Müslüman Kardeşler sorunu

Mısır’da 2013’te askeri bir darbe ile Müslüman Kardeşlerin iktidardan indirilmesinden beri Türkiye’nin Mısır’la gerilimli bir ilişkisinin olduğu biliniyor. Bölgeye ABD’nin yanı sıra bölgesel güçlerin müdahale girişimlerini içeren 2011 sözde Arap Baharı eylemleri Mısır’da AKP’yle ilişkisi olan Müslüman Kardeşleri iktidara taşımıştı. AKP, Mısır’da gelişmelerin istediği rotadan çıkması üzerine darbe lideri Sisi iktidarı karşısındaki Müslüman Kardeşler mensuplarına ev sahipliği yapmaya başlamıştı. 2013 yılından itibaren iki ülke arasındaki ilişkiler elçilik seviyesinden maslahatgüzarlık seviyesine indirilmişti. Şimdiki görüşmelerde elçilikleri yeniden açılması konusunda karşılıklı nabız yoklanacak ancak bunun için bazı düğümlerin çözülmesi gerekiyor.

Bölgesel nüfuz rekabeti

AKP, Mısır’ın iç dengelerine dönük siyasi hesapların ötesinde bölgesel nüfuz konularında Mısır’la çatışma yaşıyordu. Doğu Akdeniz’de doğal gaz arama işinde ülkeler arası münhasır ekonomik bölge rekabeti devreye girmişti. Libya iç savaşında Türkiye’nin desteklediği Trablus hükümetiyle yaptığı münhasır ekonomik bölge anlaşması, Yunanistan ve Kıbrıs Cumhuriyeti’nin yanı sıra Mısır’la ilişkileri germişti. Doğu Akdeniz’e kıyısı olan Türkiye hariç neredeyse tüm ülkeleri kapsayan East Med Forumu karşısında Türkiye yalnızlaşmış durumdaydı. Mısır’ın Kıbrıs Cumhuriyeti’yle ve Yunanistan’la savunma anlaşmaları yaparak ilişkilerini stratejik bir düzeye yükseltmesi de AKP dış politikasını sıkıştırmıştı.

Libya’da iç savaşını sonlandıran çözüm süreci üzerine iki karşıt tarafa hamilik yapan Türkiye ile Mısır arasında örtük bir diyalog başladı ve diyalog dış işleri bakanlıkları düzeyinde görüşmelere evrildi.

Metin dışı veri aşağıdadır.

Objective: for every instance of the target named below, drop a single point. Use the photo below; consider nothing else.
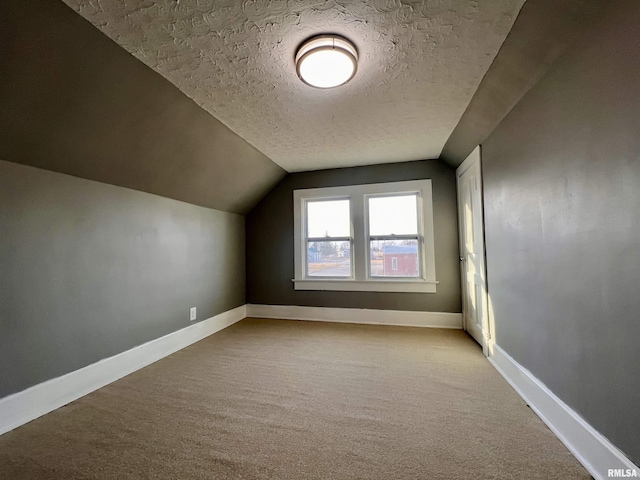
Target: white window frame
(360, 279)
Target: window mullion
(359, 238)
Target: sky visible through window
(328, 218)
(388, 215)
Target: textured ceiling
(420, 64)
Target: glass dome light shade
(326, 61)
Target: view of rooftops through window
(392, 236)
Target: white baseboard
(597, 454)
(357, 315)
(22, 407)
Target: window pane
(392, 258)
(329, 259)
(330, 218)
(396, 215)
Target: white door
(472, 263)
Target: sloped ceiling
(420, 64)
(72, 101)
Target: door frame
(472, 160)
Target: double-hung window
(375, 237)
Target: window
(376, 237)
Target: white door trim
(474, 160)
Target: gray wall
(562, 203)
(75, 102)
(88, 270)
(270, 263)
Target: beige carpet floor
(271, 399)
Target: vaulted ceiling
(198, 100)
(420, 64)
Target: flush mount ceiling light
(326, 61)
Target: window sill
(411, 286)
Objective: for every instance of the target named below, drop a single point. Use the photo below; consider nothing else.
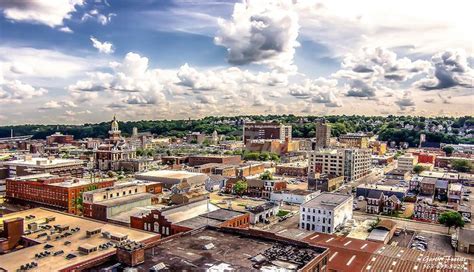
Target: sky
(82, 61)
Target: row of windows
(314, 210)
(308, 218)
(309, 226)
(117, 194)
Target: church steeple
(114, 132)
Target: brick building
(187, 217)
(115, 150)
(103, 204)
(199, 160)
(59, 138)
(354, 140)
(29, 165)
(266, 131)
(296, 169)
(52, 191)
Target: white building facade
(326, 212)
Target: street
(402, 223)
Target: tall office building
(323, 134)
(352, 163)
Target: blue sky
(76, 61)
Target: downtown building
(29, 165)
(352, 163)
(51, 191)
(112, 154)
(326, 212)
(266, 131)
(323, 134)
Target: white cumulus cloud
(103, 47)
(51, 12)
(261, 31)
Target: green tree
(448, 150)
(418, 169)
(267, 175)
(240, 187)
(451, 219)
(463, 166)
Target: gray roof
(327, 200)
(428, 180)
(374, 194)
(222, 214)
(198, 222)
(442, 184)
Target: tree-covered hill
(390, 128)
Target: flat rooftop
(42, 162)
(432, 174)
(12, 261)
(327, 200)
(168, 174)
(300, 164)
(126, 199)
(78, 182)
(382, 187)
(124, 217)
(229, 250)
(349, 254)
(188, 211)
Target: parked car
(424, 244)
(420, 238)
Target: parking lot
(402, 240)
(438, 243)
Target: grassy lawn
(282, 213)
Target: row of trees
(390, 128)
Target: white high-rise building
(352, 163)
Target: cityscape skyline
(82, 61)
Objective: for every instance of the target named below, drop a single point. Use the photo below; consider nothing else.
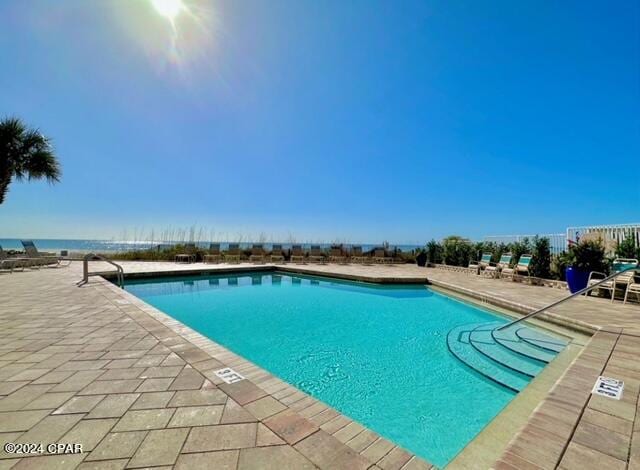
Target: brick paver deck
(137, 389)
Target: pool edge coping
(239, 363)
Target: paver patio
(98, 366)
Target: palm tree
(24, 153)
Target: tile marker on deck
(229, 375)
(608, 387)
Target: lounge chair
(39, 259)
(521, 268)
(380, 256)
(214, 255)
(257, 254)
(276, 254)
(233, 253)
(356, 256)
(621, 281)
(633, 287)
(495, 270)
(297, 254)
(337, 256)
(316, 255)
(485, 261)
(9, 264)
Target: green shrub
(628, 248)
(434, 252)
(541, 262)
(589, 256)
(520, 248)
(559, 265)
(457, 251)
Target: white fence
(610, 234)
(557, 241)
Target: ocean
(110, 246)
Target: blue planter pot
(576, 279)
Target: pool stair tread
(540, 340)
(510, 340)
(482, 340)
(481, 364)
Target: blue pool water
(376, 353)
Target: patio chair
(633, 287)
(356, 256)
(233, 253)
(9, 264)
(257, 254)
(214, 255)
(38, 259)
(495, 270)
(337, 256)
(521, 268)
(276, 254)
(297, 254)
(621, 281)
(485, 261)
(380, 256)
(316, 255)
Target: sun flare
(168, 8)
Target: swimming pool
(378, 354)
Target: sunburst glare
(168, 8)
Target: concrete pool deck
(98, 366)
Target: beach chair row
(31, 259)
(503, 268)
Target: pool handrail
(564, 299)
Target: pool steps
(509, 358)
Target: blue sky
(361, 121)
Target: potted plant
(585, 257)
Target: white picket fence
(557, 241)
(611, 235)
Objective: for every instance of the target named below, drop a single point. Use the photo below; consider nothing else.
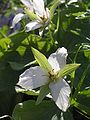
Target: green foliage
(70, 27)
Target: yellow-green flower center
(53, 75)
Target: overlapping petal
(33, 25)
(39, 7)
(28, 3)
(17, 18)
(33, 77)
(60, 91)
(58, 59)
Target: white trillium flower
(37, 8)
(37, 76)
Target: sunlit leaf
(68, 69)
(29, 111)
(41, 59)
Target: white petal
(39, 7)
(16, 19)
(58, 59)
(32, 78)
(60, 93)
(28, 3)
(47, 13)
(33, 25)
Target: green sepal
(55, 3)
(44, 90)
(69, 68)
(41, 59)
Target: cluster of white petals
(37, 76)
(37, 7)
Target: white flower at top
(37, 8)
(37, 76)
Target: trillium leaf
(53, 7)
(30, 14)
(41, 59)
(68, 69)
(44, 90)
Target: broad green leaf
(29, 111)
(41, 59)
(30, 14)
(53, 8)
(86, 92)
(6, 116)
(44, 90)
(83, 108)
(68, 69)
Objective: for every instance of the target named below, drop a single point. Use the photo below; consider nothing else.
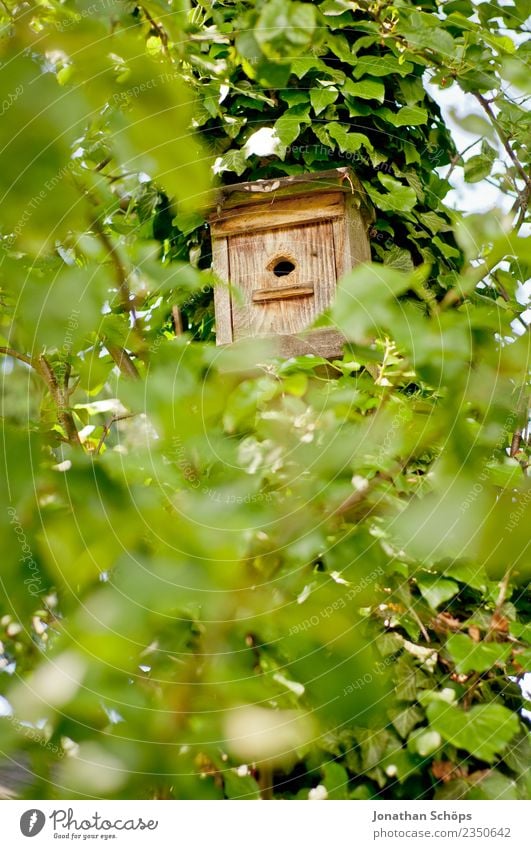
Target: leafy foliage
(227, 575)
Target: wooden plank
(271, 215)
(222, 295)
(252, 260)
(275, 294)
(341, 179)
(356, 232)
(325, 342)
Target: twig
(161, 32)
(119, 268)
(122, 359)
(10, 352)
(177, 321)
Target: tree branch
(66, 420)
(122, 359)
(10, 352)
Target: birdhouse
(282, 244)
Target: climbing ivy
(228, 575)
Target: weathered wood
(260, 295)
(222, 295)
(283, 244)
(338, 179)
(251, 258)
(325, 342)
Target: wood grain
(271, 214)
(251, 258)
(222, 294)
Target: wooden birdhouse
(283, 244)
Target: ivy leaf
(436, 590)
(400, 198)
(285, 26)
(399, 258)
(407, 116)
(381, 66)
(470, 656)
(367, 89)
(478, 167)
(348, 142)
(320, 98)
(484, 731)
(288, 126)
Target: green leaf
(240, 787)
(405, 719)
(477, 168)
(424, 742)
(470, 656)
(367, 89)
(348, 142)
(365, 300)
(381, 66)
(288, 126)
(407, 116)
(485, 730)
(320, 98)
(400, 198)
(436, 590)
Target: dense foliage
(226, 574)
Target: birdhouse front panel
(284, 278)
(282, 245)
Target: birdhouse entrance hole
(283, 267)
(283, 244)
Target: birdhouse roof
(260, 191)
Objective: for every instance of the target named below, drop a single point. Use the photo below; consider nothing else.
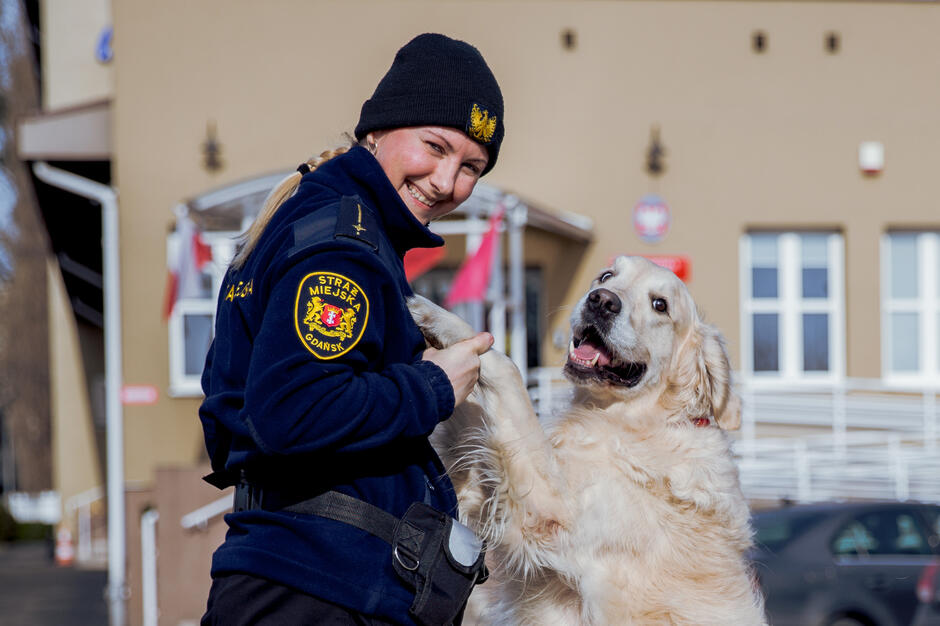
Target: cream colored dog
(626, 509)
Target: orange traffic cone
(64, 552)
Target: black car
(849, 563)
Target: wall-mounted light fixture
(211, 149)
(871, 157)
(655, 152)
(569, 39)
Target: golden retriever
(626, 508)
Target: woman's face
(434, 168)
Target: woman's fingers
(461, 363)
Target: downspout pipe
(106, 196)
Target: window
(792, 323)
(882, 533)
(910, 307)
(192, 323)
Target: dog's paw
(440, 327)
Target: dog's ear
(701, 382)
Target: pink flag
(474, 275)
(186, 269)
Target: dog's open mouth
(590, 358)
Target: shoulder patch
(356, 221)
(330, 314)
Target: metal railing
(860, 439)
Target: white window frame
(790, 305)
(926, 305)
(184, 385)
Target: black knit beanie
(438, 81)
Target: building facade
(783, 152)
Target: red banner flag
(192, 255)
(474, 275)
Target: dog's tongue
(587, 351)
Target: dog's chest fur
(657, 493)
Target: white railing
(201, 517)
(858, 439)
(80, 505)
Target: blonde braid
(284, 190)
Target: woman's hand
(461, 363)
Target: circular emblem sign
(330, 314)
(651, 218)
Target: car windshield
(774, 529)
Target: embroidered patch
(330, 314)
(481, 126)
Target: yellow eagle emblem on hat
(482, 126)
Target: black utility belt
(436, 556)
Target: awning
(80, 133)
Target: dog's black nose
(604, 302)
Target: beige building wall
(752, 140)
(70, 30)
(75, 466)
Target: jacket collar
(357, 173)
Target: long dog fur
(620, 510)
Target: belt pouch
(440, 559)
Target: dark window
(766, 342)
(882, 533)
(815, 342)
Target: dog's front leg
(525, 511)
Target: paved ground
(34, 592)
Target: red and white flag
(192, 255)
(473, 277)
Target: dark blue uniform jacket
(315, 381)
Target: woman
(318, 383)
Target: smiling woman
(320, 390)
(433, 168)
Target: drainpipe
(107, 198)
(148, 566)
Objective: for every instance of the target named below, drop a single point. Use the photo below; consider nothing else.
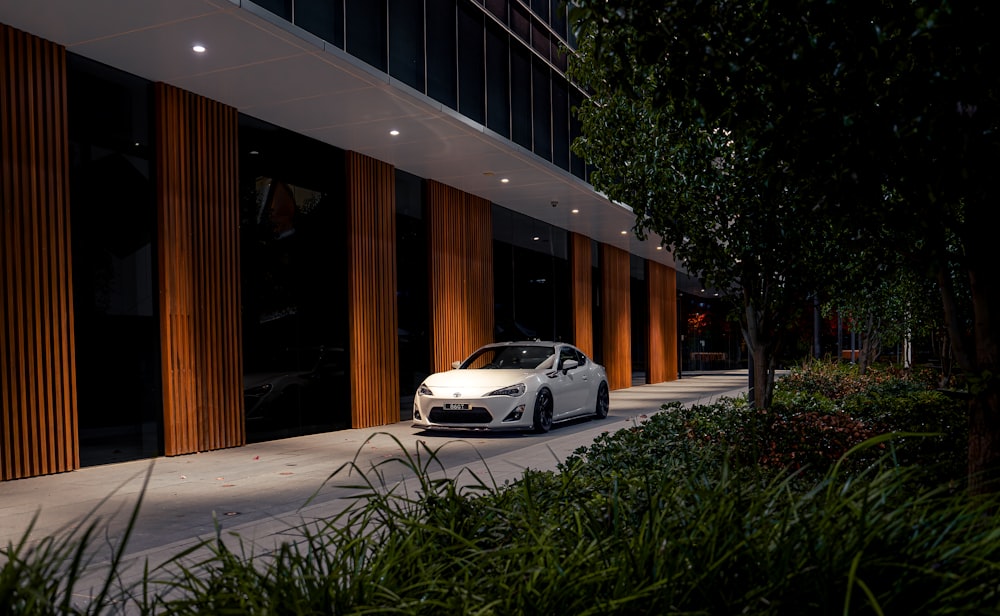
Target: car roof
(526, 343)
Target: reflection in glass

Diyalogda, özellikle bölgede Müslüman Kardeşlerin başka sahalarda da geri çekilmesi göz önüne alındığında AKP’nin bu harekete dayalı bölgesel siyasi nüfuz çabalarından vaz mı geçtiği, bunun karşılığında da Doğu Akdeniz gaz pastasından daha fazla pay kapmak için restleşmeyi bırakıp uzlaşmacı bir yönelime mi girdiği sorgulanmaya başladı.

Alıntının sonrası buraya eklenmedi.